Maximize Available Real Estate
There are properties becoming available as brick-and-mortar businesses downsize or shift to online sales. This has made it a buyer’s market in franchise real estate, and operators who are looking to expand their footprint need restaurant designs that can be easily incorporated into the given space. Most recently, we’ve begun to build a 30-seat location in Ellenwood, Georgia, that is cobranded with our BP gas station and convenience store. Due to the small footprint, we were able to save significantly on start-up costs. The lower-end investment allowed us to begin developing a store that has a large reach with the amount of through-traffic the gas station convenience store creates.
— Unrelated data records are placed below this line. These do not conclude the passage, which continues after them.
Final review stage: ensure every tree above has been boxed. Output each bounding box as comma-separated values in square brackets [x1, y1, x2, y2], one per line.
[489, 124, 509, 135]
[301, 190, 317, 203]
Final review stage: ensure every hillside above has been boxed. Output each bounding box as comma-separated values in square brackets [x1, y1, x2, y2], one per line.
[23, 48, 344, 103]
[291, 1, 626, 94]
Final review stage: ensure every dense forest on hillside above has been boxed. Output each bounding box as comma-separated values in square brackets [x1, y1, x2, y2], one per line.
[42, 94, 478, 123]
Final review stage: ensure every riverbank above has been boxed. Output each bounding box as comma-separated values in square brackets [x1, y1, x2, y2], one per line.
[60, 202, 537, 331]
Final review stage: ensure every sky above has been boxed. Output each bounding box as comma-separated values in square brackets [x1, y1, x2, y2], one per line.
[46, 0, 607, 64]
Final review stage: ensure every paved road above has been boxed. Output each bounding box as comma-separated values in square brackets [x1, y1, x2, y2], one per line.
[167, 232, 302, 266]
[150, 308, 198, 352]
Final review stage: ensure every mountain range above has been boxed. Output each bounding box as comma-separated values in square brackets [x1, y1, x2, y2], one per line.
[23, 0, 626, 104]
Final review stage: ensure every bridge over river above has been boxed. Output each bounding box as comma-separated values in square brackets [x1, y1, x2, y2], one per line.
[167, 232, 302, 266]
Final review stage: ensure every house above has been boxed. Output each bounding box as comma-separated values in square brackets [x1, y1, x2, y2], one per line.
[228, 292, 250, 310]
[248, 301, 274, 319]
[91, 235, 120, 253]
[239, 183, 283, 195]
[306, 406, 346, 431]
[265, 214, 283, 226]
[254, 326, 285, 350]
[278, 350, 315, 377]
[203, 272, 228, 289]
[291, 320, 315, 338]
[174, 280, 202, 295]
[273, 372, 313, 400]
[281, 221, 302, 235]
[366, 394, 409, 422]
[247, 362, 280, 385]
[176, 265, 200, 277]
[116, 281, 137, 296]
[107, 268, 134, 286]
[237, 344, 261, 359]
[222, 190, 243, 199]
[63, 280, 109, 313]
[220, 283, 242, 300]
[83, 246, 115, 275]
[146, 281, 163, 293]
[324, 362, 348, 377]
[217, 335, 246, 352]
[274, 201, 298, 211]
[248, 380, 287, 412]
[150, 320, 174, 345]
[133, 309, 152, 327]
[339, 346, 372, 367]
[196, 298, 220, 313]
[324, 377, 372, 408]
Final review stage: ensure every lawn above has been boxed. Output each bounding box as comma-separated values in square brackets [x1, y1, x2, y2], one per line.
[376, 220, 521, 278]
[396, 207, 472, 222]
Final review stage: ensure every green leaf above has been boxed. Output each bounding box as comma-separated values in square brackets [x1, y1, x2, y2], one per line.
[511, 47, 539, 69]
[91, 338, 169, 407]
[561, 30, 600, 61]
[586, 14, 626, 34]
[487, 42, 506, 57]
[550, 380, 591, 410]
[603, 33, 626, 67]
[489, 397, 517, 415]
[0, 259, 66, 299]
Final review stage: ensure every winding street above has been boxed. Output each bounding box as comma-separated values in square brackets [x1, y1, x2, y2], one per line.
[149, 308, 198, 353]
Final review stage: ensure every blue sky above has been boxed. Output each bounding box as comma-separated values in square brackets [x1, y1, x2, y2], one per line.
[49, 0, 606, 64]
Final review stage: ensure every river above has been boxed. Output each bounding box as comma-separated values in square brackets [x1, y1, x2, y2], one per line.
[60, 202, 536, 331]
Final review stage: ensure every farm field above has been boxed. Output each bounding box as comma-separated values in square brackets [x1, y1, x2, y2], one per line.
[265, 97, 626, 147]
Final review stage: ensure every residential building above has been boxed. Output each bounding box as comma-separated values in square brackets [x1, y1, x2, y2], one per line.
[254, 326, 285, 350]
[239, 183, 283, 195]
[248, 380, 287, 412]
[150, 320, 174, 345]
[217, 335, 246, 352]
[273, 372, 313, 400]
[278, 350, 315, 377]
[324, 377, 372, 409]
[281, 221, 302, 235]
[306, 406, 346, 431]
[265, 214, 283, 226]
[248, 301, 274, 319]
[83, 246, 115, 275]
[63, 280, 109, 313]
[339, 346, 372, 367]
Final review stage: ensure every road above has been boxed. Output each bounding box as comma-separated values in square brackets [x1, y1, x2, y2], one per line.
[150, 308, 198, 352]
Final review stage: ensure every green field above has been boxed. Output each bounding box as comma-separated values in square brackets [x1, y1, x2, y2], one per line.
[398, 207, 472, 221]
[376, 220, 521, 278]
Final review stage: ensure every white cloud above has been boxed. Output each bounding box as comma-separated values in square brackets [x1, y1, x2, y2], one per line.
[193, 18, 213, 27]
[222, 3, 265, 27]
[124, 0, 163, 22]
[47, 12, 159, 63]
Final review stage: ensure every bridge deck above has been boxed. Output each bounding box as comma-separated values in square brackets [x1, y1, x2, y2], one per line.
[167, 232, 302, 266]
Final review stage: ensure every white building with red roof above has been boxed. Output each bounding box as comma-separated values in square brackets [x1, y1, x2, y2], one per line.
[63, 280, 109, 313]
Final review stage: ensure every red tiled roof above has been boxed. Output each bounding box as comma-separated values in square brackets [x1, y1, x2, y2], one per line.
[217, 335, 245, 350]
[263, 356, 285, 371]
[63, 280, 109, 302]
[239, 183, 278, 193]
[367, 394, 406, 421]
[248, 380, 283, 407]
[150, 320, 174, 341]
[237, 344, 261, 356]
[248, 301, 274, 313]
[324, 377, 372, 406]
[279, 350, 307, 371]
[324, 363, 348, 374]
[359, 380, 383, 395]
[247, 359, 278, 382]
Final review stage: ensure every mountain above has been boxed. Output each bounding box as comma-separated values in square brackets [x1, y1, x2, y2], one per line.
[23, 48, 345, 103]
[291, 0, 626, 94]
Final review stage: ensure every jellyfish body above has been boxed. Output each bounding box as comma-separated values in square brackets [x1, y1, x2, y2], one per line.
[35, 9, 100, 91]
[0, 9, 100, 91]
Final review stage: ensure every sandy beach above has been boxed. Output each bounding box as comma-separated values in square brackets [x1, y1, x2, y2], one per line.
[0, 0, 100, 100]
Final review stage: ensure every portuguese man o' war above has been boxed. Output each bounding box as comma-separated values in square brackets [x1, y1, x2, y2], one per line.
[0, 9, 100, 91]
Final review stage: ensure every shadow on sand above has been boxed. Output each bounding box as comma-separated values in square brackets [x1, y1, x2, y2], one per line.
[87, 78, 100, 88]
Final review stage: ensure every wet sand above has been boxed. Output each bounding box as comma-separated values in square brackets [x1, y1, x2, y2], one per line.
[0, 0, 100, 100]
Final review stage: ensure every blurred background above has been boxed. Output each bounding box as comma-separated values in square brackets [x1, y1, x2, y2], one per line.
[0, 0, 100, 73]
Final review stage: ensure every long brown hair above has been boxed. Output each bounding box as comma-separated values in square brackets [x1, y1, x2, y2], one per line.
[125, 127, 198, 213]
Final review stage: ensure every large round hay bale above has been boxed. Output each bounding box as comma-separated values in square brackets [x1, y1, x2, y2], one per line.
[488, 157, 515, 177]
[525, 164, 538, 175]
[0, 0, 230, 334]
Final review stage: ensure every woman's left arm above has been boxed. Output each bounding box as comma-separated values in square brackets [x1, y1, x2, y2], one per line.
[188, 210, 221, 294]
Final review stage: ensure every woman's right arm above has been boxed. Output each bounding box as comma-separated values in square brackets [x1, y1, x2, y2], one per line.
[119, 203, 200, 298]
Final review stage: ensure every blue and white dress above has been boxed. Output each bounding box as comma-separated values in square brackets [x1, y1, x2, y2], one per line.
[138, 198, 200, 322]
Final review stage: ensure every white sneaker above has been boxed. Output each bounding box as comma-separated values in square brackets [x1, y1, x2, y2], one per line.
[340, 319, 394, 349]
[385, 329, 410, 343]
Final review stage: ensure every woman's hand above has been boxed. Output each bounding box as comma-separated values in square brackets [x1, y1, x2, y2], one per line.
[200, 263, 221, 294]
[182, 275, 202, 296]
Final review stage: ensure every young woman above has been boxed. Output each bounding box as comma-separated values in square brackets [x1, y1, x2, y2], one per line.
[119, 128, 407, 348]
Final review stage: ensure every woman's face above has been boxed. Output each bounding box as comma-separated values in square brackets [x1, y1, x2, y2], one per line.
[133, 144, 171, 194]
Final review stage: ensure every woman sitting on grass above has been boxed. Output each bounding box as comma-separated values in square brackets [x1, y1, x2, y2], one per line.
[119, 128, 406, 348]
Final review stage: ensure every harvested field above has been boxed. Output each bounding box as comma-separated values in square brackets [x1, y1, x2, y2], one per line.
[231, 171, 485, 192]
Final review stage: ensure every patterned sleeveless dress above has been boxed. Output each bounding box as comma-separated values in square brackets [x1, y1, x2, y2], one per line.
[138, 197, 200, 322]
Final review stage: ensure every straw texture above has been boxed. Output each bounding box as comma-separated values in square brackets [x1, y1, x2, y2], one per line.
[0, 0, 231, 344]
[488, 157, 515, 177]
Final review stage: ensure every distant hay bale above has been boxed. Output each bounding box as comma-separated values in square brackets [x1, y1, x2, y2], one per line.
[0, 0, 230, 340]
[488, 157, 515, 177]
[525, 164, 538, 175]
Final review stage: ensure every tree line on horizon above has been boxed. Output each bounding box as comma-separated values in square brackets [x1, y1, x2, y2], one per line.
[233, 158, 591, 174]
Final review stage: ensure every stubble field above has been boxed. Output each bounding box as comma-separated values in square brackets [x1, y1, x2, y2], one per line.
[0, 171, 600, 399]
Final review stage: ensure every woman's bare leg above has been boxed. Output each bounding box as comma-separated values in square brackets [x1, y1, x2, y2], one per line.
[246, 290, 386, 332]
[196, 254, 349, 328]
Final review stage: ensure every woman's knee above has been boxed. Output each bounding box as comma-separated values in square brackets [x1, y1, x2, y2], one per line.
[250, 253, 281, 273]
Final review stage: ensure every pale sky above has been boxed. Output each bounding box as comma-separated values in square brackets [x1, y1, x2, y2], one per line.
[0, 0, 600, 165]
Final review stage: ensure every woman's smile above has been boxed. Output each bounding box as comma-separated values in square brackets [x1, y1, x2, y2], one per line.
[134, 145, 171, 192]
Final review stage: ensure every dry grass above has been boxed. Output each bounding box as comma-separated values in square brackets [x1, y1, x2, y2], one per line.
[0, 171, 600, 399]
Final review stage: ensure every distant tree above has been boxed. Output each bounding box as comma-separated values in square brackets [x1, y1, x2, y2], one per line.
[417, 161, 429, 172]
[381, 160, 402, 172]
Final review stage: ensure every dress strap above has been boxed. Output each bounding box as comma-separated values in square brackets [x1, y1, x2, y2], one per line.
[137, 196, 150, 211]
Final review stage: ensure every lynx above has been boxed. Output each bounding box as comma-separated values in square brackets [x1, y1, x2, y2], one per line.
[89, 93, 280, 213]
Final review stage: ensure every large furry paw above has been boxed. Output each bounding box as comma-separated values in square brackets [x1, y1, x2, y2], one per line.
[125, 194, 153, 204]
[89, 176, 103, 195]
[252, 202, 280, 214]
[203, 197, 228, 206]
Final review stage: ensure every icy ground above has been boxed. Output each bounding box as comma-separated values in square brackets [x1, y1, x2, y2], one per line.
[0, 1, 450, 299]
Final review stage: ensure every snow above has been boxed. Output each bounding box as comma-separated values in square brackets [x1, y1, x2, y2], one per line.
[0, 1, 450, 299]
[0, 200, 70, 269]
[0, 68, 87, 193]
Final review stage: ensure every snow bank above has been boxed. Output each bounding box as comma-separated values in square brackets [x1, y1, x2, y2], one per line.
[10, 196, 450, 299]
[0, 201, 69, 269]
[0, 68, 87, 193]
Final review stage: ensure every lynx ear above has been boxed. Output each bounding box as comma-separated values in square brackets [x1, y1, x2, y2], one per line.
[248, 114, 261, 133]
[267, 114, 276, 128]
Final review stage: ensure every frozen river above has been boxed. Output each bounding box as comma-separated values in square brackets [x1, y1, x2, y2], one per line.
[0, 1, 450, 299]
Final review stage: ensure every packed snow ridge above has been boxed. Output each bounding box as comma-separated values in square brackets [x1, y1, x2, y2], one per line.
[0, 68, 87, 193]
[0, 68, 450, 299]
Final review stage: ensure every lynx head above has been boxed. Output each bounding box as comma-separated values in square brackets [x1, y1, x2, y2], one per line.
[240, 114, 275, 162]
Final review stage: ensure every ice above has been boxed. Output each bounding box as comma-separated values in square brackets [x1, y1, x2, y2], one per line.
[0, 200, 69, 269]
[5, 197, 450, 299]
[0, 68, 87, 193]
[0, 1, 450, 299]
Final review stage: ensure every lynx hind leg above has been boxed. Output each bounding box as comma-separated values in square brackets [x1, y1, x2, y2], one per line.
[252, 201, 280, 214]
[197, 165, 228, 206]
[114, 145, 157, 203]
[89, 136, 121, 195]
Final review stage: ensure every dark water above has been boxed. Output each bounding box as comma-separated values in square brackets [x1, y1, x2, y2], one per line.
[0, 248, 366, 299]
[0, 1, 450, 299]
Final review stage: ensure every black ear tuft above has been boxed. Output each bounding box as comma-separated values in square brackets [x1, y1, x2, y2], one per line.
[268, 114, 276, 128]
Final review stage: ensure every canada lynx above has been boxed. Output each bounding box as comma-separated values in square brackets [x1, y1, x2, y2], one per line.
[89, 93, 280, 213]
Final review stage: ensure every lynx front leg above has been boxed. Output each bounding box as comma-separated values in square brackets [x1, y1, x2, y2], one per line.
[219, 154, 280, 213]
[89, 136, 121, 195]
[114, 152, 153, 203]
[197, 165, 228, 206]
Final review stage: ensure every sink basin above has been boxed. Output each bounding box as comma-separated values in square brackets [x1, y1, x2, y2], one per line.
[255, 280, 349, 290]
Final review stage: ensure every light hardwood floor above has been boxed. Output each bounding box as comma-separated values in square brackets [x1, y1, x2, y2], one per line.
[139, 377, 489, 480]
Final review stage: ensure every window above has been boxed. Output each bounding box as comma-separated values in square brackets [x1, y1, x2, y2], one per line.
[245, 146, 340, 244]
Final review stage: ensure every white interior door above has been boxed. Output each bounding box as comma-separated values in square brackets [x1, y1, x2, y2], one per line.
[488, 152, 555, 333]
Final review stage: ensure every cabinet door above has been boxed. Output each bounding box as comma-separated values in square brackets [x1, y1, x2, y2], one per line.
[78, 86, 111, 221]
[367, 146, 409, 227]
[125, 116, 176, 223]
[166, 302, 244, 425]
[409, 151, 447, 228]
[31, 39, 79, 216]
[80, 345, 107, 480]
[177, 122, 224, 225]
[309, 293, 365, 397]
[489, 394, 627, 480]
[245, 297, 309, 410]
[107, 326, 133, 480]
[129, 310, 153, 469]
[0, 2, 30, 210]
Consumer preferences will continue to shift with global trends and events. Right now, there is a high demand for off-premise dining as consumers continue to be motivated by convenience, accessibility and personalization. This has directly affected how brands and franchisees approach the real estate market and has made it critical for operators like me to invest in companies that are responding to the transformations throughout the industry. To be successful in expanding their portfolios, operators must prioritize the brands that have rethought their conventional models, embraced restaurant conversions and are creative with the possibilities for growth.